I traced the root cause to Zip32CentralDirectoryEnd::find_and_parse
, which locates the "end of central directory record" very quickly at the end of the file, but then keeps scanning backwards through the entire file to find another one.
To Reproduce
Have a large zip file:
$ ls -lh archive.zip
-rw-r--r-- 1 thomas thomas 266M Aug 8 12:20 archive.zip
$ cargo build --release
$ echo 3 | sudo tee /proc/sys/vm/drop_caches # Flush filesystem cache (Linux only)

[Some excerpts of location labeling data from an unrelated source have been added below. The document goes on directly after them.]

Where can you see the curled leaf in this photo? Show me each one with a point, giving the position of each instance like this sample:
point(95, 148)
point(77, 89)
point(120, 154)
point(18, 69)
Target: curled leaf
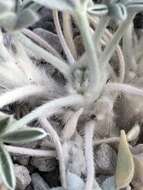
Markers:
point(6, 169)
point(125, 164)
point(24, 135)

$ time target/release/repro
real 0m6.714s
user 0m0.560s
sys 0m1.293s
Use this as the main program:
fn main() {
let file = std::fs::File::open("archive.zip").unwrap();
let archive = zip::ZipArchive::new(file).unwrap();
}
Expected behavior
Extracting a single 1 kB file from a large archive should be possible quickly. unzip
can do it:
$ echo 3 | sudo tee /proc/sys/vm/drop_caches
$ time unzip -l archive.zip
Archive: archive.zip
Length Date Time Name
--------- ---------- ----- ----
...
--------- -------
1228949561 9 files
real 0m0.012s
user 0m0.005s
sys 0m0.000s
$ echo 3 | sudo tee /proc/sys/vm/drop_caches
$ time unzip archive.zip some_file.txt
Archive: archive.zip
inflating: some_file.txt
real 0m0.012s
user 0m0.000s
sys 0m0.005s
Version
zip 2.1.6. This is also happening in 2.1.4, but not in 2.1.3. I think cb2d7ab or 9bf914d is the cause, but I haven't dug deeper.